新都にあった公園の一角に舞台は移動する。十年前の大災害の跡地。パンピーのオレでも嫌悪感を感じてしまう。精神的に疲弊してたら嘔吐感まで催すかもしれない。オレでさえこんな状態だが、遠坂ならもっと感じ取れるのだろう・・・と思う。嫌な場所だが、公園なのに人気の無さに関してはこれ以上ない環境だった。ここを公園にしようと思って設計・計画した業者さんには少し哀れみを感じてしまうけど。
「さぁ、場所を移してあげたわよ。さっきの問いに答えて貰いましょうか」
「その前に、1つ約束して欲しい」
「―――内容によるわ。・・・何?」
「今から言う内容が君にとって警戒せざるを得ないものだから無理な話だって分かってて言う約束だけど、冷静に聞いて叶うなら極力信じて欲しいんだ」
「――――――OK。善処する」
すぅーーーーー・・・・・・・・はぁーっ。1つ深呼吸して、オレは遠坂と向き合った。
「最初に言うけど、オレは只のパンピーだ。魔術師云々以前に魔術回路だって一本も無い」
魔術師という単語から遠坂の睨み率が倍化した。
「確かに警戒せざるを得ないわね。魔術師云々を喋ってるのにその道の人間じゃない?そんな言葉を信用しろっていうの?真っ当な思考回路じゃないわ」
「疑うんなら身体検査でもなんでもしてくれて良いよ。但し、ヘンに身体を弄くり回さないって遠坂さんの魔術師としての誇りに掛けて誓ってくれれば・・・だけど」
む・・・と、遠坂が睨むがさっきよりは問題ない空気だ。
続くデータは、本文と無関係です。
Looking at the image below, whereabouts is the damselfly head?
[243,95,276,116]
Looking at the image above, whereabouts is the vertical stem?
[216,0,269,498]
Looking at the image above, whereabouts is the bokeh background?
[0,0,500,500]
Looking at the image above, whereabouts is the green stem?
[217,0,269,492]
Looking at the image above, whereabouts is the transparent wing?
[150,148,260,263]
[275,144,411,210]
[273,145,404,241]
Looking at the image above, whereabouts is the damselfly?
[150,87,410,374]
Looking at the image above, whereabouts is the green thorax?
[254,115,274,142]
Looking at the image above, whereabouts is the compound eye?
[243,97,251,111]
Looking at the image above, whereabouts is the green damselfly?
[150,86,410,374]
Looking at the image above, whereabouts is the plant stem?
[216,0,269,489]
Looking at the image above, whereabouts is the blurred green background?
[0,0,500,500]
魔術師としての沽券を刺激した挑発ならこの少女がムキになって誓ってくれる公算は高めだ。
「・・・いいわ、そこまで言うなら調べさせて貰う。勿論ヘンに弄ったりする気は毛頭無いわ。私の誇りに掛けて誓う」
「―――ゴメン、ありがとう」
ぺこり、と頭を下げると遠坂はきょとんとした顔の後、『フンッ!』と少し赤くなっていた顔を背けた。照れていた・・・のだろか。
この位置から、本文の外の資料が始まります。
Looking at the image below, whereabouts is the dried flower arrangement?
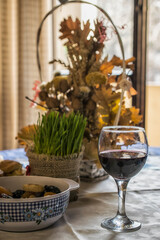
[25,17,142,163]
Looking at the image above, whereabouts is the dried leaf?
[130,107,143,125]
[86,72,107,86]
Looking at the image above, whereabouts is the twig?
[25,96,49,110]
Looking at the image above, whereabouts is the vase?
[26,148,83,201]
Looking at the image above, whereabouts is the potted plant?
[26,111,86,181]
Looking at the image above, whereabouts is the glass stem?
[115,179,129,217]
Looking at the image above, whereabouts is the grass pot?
[26,148,83,201]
「感謝するなら疑いが晴れてからにして頂戴。それじゃ、簡単に検査するからこっちに寄ってくれる?」
「今からやるの?っていうか、そんな設備・・・というか器具?みたいなのなんて持ってないんじゃ・・・」
「私の魔術刻印を使って貴方の身体を直接スキャンするの。簡単だけど、魔術刻印や回路を持っていたら強い違和感や抵抗感を感じるわ。私はその軋みを感じ取る事で判断する。貴方が一般人ならそれほど軋まないで流動する。確かに正確に計るなら家じゃないと無理だけど、大まかな検査くらいならいつでも出来るわけ。じゃ、始めるわよ」
「あ・・・うん、お願い」
「――――Anfang」
左腕が光を帯び、複雑な模様が浮かび上がりその手がオレの胸に触れた。その刹那、全身に得体の知れない何かが流れ込み、蹂躙・・・とまでは行かないが少し近い感じで隅々まで駆けめぐる。こめかみに緩い圧迫感を覚え、脳髄に訴えかけるような・・・それでいてじわじわと差し迫ってくる何とも言えない嘔吐感。耐えられない訳じゃない。でも持続するのは勘弁して欲しいレベルだった。
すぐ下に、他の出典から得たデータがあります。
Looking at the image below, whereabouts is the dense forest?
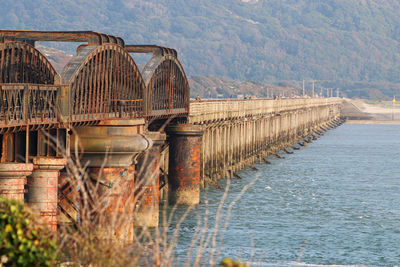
[0,0,400,98]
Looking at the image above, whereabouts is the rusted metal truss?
[0,30,189,132]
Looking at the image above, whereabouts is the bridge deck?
[189,98,342,124]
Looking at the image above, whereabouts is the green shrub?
[0,198,57,267]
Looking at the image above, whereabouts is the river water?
[166,124,400,266]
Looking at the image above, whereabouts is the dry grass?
[47,127,256,266]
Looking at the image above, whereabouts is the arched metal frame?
[61,43,146,123]
[142,54,189,118]
[0,42,57,84]
[0,41,58,132]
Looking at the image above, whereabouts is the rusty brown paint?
[26,157,67,231]
[0,42,57,84]
[0,30,124,46]
[167,125,203,205]
[0,163,33,200]
[89,166,135,241]
[143,54,190,117]
[62,44,146,122]
[135,146,161,227]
表現するならば、GTA3みたいなポリゴンゲーの映像を自分視点で見続けて3D酔いなった・・・と言えば分かりやすいだろうか。荒いポリゴンに慣れている人には理解しにくい気持ち悪さだと思うが、そこはご了承くださいというやつだ。
「―――――ふぅ」
と、どうやら終わったみたいだ。
「あ、その・・・どうだったかな?」
「・・・結論から言えば貴方はシロね。敢えて言わなかったけど、魔術刻印若しくは回路を持っていれば、それらは異物・・・この場合私の魔力ね。それを排除しようと反応して激痛となって苛まれるわ。両手の爪が一気に剥がれるくらいのね。魔術師なら覚悟すれば顔色1つ変えずに耐えきれるかもしれないけど、決め手になったのは魔力の直当てをしても抵抗なくスムーズに流動していった事よ。と言うことは、魔力殺しで誤魔化している線も消える。つまり、貴方が一般人と言うことには納得してあげるわ。暫定的にね」
「暫定的に・・・っすか」
「当たり前じゃない。1億歩譲って一般人と認めるけど、それじゃ何で私が魔術師である事を知ってるのか分からない。そしてさっきぽつりと喋った聖杯って言葉。貴方は聖杯戦争の事に関してもある程度知っている。」
そうよね?と、視線が問いかけている。それにオレは小さな頷きで返した。
「それで、七枷君はどこまで知ってるわけ?一般人なんかには聖杯戦争のせの字も知られることはない筈なのに」
「・・・全部」
「は?」
「今回の戦争における事の顛末の全てを大雑把に知っている。何が起こるのか誰がマスターなのか、誰が生き残るのか・・・・・・そして死ぬのかを」
「ちょっ・・・ちょっと待ちなさいよ、何それ未来視だとでも言うつもりなの!?貴方さっき自分は一般人だって主張したわよね?言ってることが矛盾してるわ」
「未来視なんかじゃない。でも、オレは知っているんだ。その・・・」
うぅ、かなり言い難い。あ〜絶対信じないだろうな。
「ゲームという形で、オレはこの世界の事を知ったんだ」
案の定、遠坂はぽかーんとした表情から一転「〆切とは?」と問われたら「破る事と見つけたり!」と答えたダメ作家を見るような生暖かい目をされていた。